The simple language interpretation of this is that as a processor, you can’t change your data subcontractors without explicit permission from your controllers (i.e. customers) – and that means all of them. This is difficult enough if you want to change standard suppliers, but the often neglected consequence is that it can also affect where you locate core data and whether you migrate to the cloud. Even if you rent rack space in a data centre (co-location hosting) and the data centre never “sees” unencrypted data, this is still classed as a sub- processor by the law. Consequently, any move to another data centre, or a migration to cloud, is considered a change in sub-processor, which therefore requires permission from all customers.
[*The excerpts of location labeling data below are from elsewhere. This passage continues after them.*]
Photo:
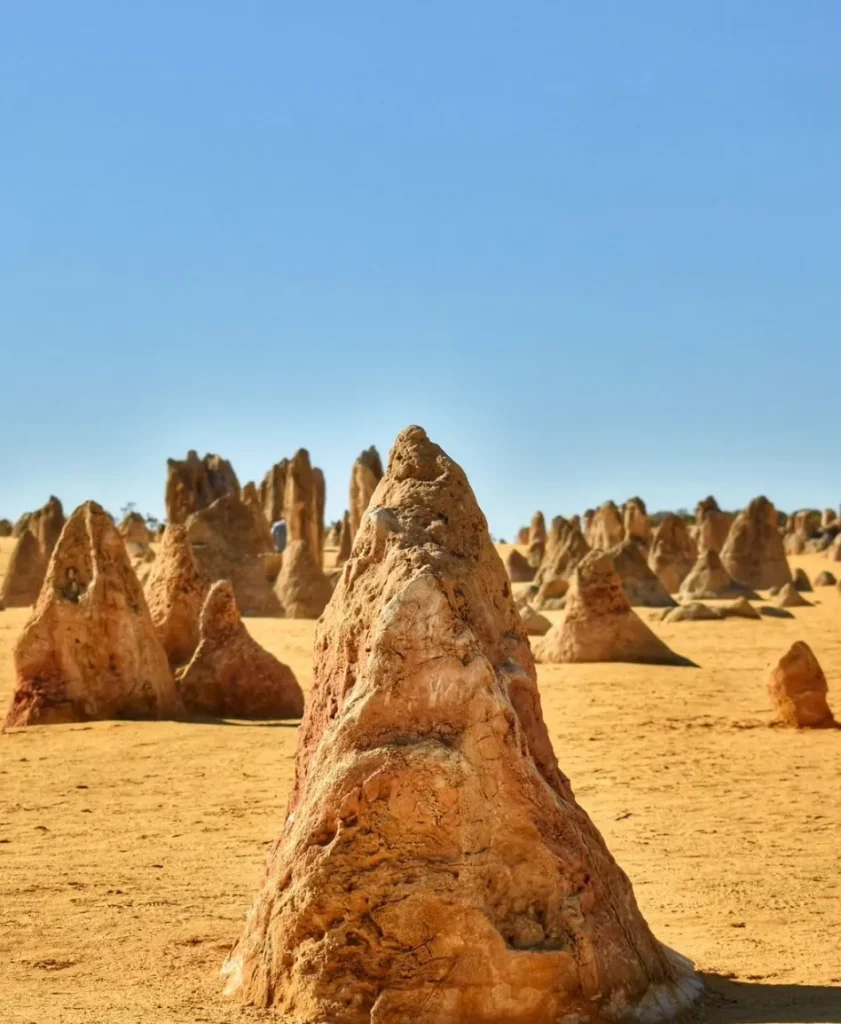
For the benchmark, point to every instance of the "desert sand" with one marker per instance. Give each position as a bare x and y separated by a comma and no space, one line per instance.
131,851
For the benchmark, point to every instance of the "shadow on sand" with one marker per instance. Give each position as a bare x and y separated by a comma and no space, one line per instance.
753,1003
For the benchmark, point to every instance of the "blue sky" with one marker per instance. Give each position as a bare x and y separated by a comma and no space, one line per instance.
592,248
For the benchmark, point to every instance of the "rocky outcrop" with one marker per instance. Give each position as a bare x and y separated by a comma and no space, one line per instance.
518,568
605,527
635,518
175,592
754,554
599,625
365,475
434,866
230,675
710,581
641,586
537,540
301,587
673,552
227,545
90,650
798,690
194,483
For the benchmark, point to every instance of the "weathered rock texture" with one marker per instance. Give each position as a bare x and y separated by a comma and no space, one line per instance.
434,866
636,521
301,588
564,549
798,690
518,568
710,581
673,552
365,476
754,554
345,541
605,528
790,597
537,540
135,534
599,625
194,483
301,504
175,592
712,525
227,545
28,563
230,675
641,586
90,650
272,492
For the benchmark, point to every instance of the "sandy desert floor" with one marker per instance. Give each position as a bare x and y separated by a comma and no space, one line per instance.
129,852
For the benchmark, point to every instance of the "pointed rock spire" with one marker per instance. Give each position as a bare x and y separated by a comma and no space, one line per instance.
434,866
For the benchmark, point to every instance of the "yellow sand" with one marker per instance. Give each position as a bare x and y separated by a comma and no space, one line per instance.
129,852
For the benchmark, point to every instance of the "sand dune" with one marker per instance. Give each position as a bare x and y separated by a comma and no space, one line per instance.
129,852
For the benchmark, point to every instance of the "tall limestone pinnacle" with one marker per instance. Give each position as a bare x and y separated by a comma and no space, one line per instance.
434,866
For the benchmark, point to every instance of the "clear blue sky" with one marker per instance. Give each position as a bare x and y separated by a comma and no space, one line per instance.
593,248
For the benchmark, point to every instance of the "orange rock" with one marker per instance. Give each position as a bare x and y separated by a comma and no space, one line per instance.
673,552
754,554
175,591
605,527
798,689
365,476
428,812
301,587
90,650
230,675
599,625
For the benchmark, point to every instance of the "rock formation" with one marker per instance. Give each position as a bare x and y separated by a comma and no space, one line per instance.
345,541
801,581
25,572
175,592
230,675
518,568
740,608
534,623
599,625
605,528
564,549
636,521
194,483
673,552
227,545
301,587
710,581
365,476
790,597
798,690
89,650
135,534
537,540
754,554
641,586
301,505
272,492
712,525
434,866
37,538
In practice, this could be extremely limiting. You would not want to attempt to arrange written authorisation from every customer when you want or need to move to the cloud. If nothing else, it could push back migration timescales by years. The most you would want to do is inform customers, with perhaps an early termination clause if they had a significant issue. This is not how contracts are being drafted, and not how the ICO recommends they are drafted. Standard clauses will be created by the EU or ICO in time, but these are not yet available. The ICO recommends contract terms of the form: before employing a sub-processor, the original processor must inform the controller and obtain its prior specific or general written authorisation. It is possible to draft contracts to contain general written authorisation or include clauses to allow early termination or assumed acceptance on non-response, but you’ll need professional legal advice to make these enforceable and legal such that they do not violate the GDPR.

The result of the introduction of the GDPR now means you need to do two things: firstly, make sure your own contracts are drafted to ensure maximum flexibility for you but in compliance with the law; and secondly, read sub-processor clause amendments made by customers very carefully. Here you need to discuss your specific circumstances with your legal advisors or industry body. If you just migrate to cloud without customer consent, you could fall foul of GDPR sub-processor limitations, and many more organisations and individuals are getting knowledgeable on their rights.

Don’t panic though. The GDPR has thrown up many situations like this and it is still very new, in case law terms. The GDPR is not intended to work in such a way as to stop dead industry-wide cloud adoption. Everyone is finding their way on these rules right now and the ICO seems to be taking a “carrot” rather than “stick” approach for those companies who are genuinely trying to improve data protection but still operate their businesses competitively. In time, consensus guidance will be developed, but until that time, we all have to be more careful about what we sign and even more careful about the contracts we write.